Raka mengerinyitkan keningnya. "Kamu tahu dari mana?"

"Aku sudah membaca semua buku catatan harian kamu. Maaf ya, kalau aku lancang."

"Bel...! Ja-jadi... kamu.... " Raka menatap wajah Bella dengan lekat, seperti tidak percaya atas pendengarannya sendiri.

"Maaf, aku nggak sengaja, Rak. Kamu marah?"

Raka diam. Hening. Namun hanya sesaat.

"Siapa Tania? Kamu mengenalnya?" tanya Bella memecahkan keheningan

"Hm, dia anak ekonomi."

Bibir Bella membulat. "Oo."

Hening lagi. Perasaan Bella tercabik-cabik. Sesungguhnya dia sangat mengharapkan Raka menjadi kekasihnya. Namun Raka tidak pernah menggubris perasaan itu. Meski perhatian yang diberikan Bella sangat lebih untuk Raka, Raka seakan tidak peduli.

Tak berapa lama Raka beringsut dari duduknya. Angin dingin semakin menggila seakan menghunus jantungnya.

"Aku pergi dulu, ya. Aku ngantuk," ucap Raka sambil berlalu meninggalkan Bella yang terpaku.

"Tapi, Rak.

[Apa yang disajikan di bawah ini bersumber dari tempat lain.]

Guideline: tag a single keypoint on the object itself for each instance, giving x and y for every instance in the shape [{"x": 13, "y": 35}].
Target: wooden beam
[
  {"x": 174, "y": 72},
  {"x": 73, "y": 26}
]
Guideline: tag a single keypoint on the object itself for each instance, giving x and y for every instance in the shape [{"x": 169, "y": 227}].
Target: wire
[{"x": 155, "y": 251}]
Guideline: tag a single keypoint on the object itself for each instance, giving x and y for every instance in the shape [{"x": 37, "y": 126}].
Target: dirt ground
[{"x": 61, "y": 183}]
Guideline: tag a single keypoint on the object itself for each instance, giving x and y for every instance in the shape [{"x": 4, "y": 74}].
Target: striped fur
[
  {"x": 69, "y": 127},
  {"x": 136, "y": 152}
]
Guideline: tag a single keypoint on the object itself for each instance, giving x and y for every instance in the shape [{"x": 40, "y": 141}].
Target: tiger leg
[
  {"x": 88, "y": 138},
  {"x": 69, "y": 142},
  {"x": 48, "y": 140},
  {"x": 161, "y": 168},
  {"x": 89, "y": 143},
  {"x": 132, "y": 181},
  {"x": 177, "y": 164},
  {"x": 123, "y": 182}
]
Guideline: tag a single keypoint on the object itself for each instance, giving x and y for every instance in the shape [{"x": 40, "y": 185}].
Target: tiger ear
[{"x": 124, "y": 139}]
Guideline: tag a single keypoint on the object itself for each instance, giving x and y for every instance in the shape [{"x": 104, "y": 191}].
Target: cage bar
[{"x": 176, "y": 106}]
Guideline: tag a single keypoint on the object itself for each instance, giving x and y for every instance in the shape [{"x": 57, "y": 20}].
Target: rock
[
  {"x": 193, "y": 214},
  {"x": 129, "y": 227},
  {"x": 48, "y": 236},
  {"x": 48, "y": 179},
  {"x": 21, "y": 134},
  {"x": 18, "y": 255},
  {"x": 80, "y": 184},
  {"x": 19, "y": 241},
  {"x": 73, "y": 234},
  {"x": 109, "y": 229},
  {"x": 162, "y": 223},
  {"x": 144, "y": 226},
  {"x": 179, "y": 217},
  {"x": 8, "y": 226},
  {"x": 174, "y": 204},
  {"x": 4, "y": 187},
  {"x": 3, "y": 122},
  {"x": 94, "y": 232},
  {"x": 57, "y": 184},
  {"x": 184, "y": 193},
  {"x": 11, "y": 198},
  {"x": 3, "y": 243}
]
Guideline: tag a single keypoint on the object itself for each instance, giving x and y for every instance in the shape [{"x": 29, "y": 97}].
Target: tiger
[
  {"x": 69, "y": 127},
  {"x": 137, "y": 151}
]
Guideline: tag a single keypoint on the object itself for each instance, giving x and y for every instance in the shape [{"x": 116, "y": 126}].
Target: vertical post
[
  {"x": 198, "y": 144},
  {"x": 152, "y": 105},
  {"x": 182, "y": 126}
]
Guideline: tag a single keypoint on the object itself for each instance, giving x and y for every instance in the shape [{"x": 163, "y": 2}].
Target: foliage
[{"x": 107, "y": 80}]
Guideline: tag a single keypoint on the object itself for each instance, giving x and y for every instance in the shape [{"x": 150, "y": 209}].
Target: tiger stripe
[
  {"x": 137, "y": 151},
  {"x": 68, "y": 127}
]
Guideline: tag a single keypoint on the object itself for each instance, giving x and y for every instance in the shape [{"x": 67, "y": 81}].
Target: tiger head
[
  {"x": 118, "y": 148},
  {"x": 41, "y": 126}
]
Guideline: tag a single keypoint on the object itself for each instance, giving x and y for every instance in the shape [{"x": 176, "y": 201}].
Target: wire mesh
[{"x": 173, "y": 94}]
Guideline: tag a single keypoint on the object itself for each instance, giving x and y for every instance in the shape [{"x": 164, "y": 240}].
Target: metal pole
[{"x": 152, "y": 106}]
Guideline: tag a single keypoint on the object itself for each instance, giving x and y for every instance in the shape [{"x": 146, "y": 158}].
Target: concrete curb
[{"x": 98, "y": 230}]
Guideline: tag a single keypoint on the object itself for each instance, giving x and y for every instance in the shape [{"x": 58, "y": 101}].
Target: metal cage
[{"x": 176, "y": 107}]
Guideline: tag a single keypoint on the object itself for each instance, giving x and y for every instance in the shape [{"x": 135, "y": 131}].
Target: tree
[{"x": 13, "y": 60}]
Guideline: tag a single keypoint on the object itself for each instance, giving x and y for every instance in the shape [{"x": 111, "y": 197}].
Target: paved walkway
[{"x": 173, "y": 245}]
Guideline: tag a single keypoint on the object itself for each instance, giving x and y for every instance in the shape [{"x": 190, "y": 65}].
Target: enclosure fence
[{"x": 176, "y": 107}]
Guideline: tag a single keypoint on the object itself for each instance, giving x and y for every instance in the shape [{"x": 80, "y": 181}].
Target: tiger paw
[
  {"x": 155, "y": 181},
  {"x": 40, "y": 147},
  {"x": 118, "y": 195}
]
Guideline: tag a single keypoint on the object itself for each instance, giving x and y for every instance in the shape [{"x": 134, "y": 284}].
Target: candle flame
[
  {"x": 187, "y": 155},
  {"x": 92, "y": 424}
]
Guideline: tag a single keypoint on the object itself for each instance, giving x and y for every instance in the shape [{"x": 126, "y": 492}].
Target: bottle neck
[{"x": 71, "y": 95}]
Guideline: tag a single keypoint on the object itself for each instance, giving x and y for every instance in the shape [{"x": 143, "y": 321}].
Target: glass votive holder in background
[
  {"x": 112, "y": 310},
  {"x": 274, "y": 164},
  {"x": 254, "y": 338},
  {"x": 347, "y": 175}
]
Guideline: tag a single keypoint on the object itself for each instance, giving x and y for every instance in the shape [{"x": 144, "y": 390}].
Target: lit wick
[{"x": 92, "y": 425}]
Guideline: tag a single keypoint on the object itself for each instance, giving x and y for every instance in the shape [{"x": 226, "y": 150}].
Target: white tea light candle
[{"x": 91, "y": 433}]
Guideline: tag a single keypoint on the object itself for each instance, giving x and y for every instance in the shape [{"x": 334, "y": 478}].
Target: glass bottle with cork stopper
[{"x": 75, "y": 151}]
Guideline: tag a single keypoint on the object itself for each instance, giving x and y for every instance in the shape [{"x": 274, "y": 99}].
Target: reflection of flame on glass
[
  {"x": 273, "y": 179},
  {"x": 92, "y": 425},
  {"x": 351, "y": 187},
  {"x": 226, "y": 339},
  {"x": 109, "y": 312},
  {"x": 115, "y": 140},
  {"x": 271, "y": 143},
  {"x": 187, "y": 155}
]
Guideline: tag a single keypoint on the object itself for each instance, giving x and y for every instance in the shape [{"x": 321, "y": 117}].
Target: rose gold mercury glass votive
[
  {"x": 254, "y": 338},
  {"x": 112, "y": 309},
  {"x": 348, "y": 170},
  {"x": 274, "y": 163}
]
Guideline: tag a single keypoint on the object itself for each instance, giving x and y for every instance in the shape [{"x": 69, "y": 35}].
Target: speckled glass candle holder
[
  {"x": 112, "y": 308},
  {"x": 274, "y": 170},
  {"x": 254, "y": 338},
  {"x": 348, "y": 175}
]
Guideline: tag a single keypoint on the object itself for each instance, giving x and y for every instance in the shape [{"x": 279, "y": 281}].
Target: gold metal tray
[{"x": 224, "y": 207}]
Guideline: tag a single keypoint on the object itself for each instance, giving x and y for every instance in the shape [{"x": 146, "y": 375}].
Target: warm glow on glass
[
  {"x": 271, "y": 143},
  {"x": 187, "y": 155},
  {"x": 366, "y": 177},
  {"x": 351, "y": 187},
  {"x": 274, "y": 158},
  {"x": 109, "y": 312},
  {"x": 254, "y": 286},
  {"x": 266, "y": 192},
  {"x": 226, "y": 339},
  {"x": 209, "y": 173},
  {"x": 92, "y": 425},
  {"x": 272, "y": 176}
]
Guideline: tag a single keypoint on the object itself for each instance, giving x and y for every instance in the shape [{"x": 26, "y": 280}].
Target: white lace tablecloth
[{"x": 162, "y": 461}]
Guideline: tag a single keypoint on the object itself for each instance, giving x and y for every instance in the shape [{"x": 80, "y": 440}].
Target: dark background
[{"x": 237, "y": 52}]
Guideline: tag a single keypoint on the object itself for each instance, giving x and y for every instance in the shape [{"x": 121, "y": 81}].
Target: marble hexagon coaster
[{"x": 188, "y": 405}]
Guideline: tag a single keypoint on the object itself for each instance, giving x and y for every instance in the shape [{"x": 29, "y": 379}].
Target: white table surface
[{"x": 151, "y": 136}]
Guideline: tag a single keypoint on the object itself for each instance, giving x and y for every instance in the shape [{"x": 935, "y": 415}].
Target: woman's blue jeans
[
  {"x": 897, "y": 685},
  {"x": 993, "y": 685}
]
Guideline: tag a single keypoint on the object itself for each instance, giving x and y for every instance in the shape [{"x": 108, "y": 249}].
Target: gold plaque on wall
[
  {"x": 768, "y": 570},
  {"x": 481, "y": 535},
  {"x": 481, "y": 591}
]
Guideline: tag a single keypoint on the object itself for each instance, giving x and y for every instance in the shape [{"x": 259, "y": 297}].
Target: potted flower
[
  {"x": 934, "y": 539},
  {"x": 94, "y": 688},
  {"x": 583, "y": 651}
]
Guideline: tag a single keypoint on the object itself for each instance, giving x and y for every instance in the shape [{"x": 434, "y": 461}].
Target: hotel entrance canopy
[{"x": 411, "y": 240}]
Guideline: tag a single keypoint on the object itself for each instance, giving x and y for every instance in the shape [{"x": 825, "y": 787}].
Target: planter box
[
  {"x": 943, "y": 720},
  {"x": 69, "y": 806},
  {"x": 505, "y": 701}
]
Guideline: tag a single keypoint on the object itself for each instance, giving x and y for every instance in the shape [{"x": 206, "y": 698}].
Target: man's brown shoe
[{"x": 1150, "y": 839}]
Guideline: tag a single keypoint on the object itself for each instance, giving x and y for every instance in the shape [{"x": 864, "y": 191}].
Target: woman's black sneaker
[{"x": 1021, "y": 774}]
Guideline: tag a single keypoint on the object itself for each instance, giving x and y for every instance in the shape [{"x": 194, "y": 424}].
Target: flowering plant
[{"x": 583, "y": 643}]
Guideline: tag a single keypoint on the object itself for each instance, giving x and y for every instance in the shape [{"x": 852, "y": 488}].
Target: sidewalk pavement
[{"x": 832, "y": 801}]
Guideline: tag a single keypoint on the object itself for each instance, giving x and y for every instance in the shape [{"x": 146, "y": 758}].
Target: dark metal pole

Tunggu... jangan tinggalkan aku dong, Rak."

"Udah deh, besok aja ngobrolnya," tolak Raka apatis (tanpa perasaan).

Bella terpaku. Kali ini hatinya seolah terhempas ke dalam cadas-cadas yang tajam. Namun Bella dengan sabar hati menunggu kepastian yang tak pasti. Meski berkali-kali hatinya tersayat pedih karena Raka memikirkan gadis lain, Bella tetap saja memberi perhatian penuh terhadap Raka.

Bella terpaku memperhatikan Raka yang meninggalkannya begitu saja. Malam seakan menghadirkan giris sunyi yang luar biasa. Tak terasa airmatanya menitik. Dan setiap begitu, maka ia hanya dapat menuangkan baur perasaannya lewat lembar-lembar buku diarinya. Di sana, ia menaburkan kalimat dalam bentuk puisi. Puisi cinta buat Raka.

Ketika hasrat hatiku
mendambakan dirimu
namun bayanganmu
hanya terlintas dalam angan dan mimpiku

Aku begitu mendambakanmu
mengharap kau merajut benang cintaku
agar menjadi sebuah sutra
yang indah dalam hatiku
dan terlukis sejuta namamu

(Di sudut kamar-Bella Raflesia)


Bella meremas buku diari yang senantiasa menyertainya kemana pun ia pergi. Hatinya masih berdarah dalam penantian. Pemuda itu terlalu angkuh di dalam obesesinya. Dipandanginya jelaga langit. Gemintang bermain mata dalam kerlap-kerlip abadinya. Mereka indah namun tak tergapai tangan. Seperti itulah Raka sekarang. Ia gemintang yang tak terjamah!